Monday, August 22, 2016

Reflections on Bonhoeffer’s Life Together – 55


“Christian community at the table also signifies obligation. It is our daily bread that we eat, not my own. We share our bread. Thus we are firmly bound to one another not only in the Spirit, but with our whole physical being. The one bread that is given to our community unites us in a firm covenant.” Dietrich Bonhoeffer, Life Together, Fortress Press, 2015 (Reader’s Edition), page 48.

How has it happened that, more often than not, we eat alone? How has it happened that members of families often eat alone? How has it happened that even when people are physically together that they often eat alone – not sharing hearts and minds with one another but rather watching video or texting or speaking on the phone? A line from a favorite prayer says, “The enemy is within the citadel, come Thou in almighty power and cast him out…”

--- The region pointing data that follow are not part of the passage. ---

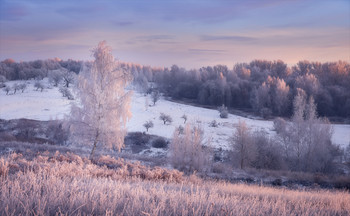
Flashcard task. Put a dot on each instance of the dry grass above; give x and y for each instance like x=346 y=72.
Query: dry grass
x=66 y=184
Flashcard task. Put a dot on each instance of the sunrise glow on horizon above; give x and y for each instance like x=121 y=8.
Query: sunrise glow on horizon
x=190 y=34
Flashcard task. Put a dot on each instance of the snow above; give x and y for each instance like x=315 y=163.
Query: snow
x=50 y=104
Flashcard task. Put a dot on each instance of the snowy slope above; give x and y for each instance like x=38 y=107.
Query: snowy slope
x=49 y=104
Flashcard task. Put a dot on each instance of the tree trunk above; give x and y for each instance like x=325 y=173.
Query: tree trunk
x=94 y=146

We cannot be a city set on a hill unless we are a people, and to be a people we must share life together; it is not sufficient that we subscribe to the same worldview, or gather in the same venue once or twice a week – after all, we gather with coworkers five times a week but that does not make us a true people and it does not make us family. We gather publically and then we recede into our isolated lives with our isolated thoughts and our isolated needs and our unused and undeveloped gifts. My bread is my bread and your bread, if you have any bread, is your bread – let us not get our bread confused.

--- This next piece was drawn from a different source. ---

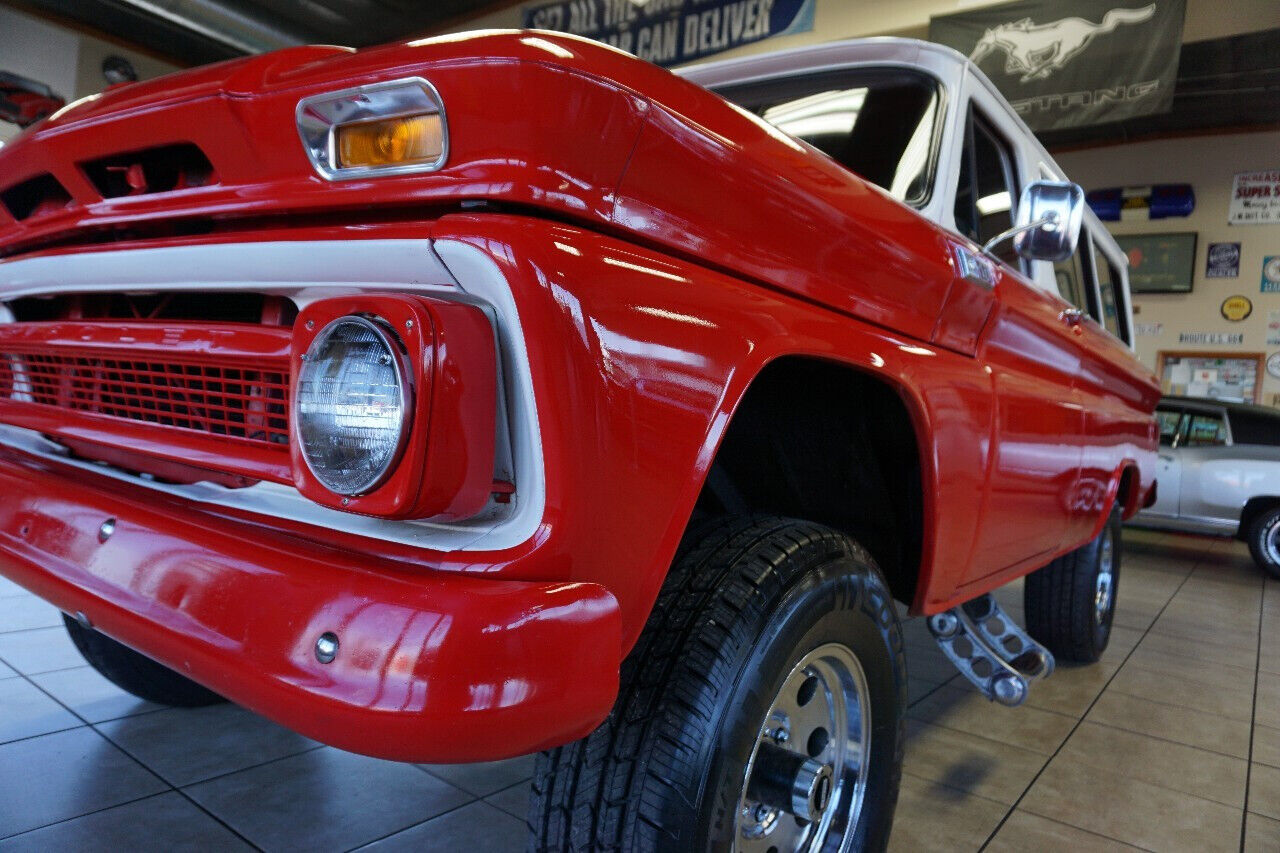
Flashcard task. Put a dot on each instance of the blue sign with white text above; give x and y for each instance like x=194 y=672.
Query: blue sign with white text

While it is true that Paul did counsel the Corinthians to eat at home before they gathered (1 Corinthians 11:17 – 34), he did this as an immediate response to an immediate problem – the Corinthians were not gathering to share bread, when they gathered they had the attitude that “my bread is my bread and if you don’t have bread you can be hungry.” Paul’s extended teaching on sharing the material things of this world in 2 Corinthians Chapters 8 – 9 portrays a way of life in Christ that is a life of sharing with one another so that no person goes hungry. What Paul, in 2 Corinthians, expects the Corinthians to do in their relationships with Christians outside Corinth, he certainly expects them to do at home in Corinth. 2 Corinthians Chapters 8 – 9 is a threat to our materialistic way of life in the church, at least in the West, perhaps we had better not preach those chapters – too dangerous – better not question our use of time or money or resources – after all, they are “mine, mine, mine!”.

Bonhoeffer continues (page 48), “As long as we eat our bread together, we will have enough even with the smallest amount. Hunger begins only when people desire to keep their own bread for themselves. That is a strange divine law.”

Yes, perhaps it is a “strange divine law,” a law that goes against our desire for self-preservation – but isn’t the way of the Cross the way of denying ourselves and following Jesus? And isn’t the way of following Jesus the way of loving others as ourselves and laying down our lives for our brothers and sisters? Can we not trust God to feed us as we feed others? Can we not trust Jesus to be at table with us all and to care for us?


Life together is a way of life, it is the way of Jesus Christ – He gave His life for us…surely we can give our lives for one another…surely we can live our lives with one another…surely we can break bread together.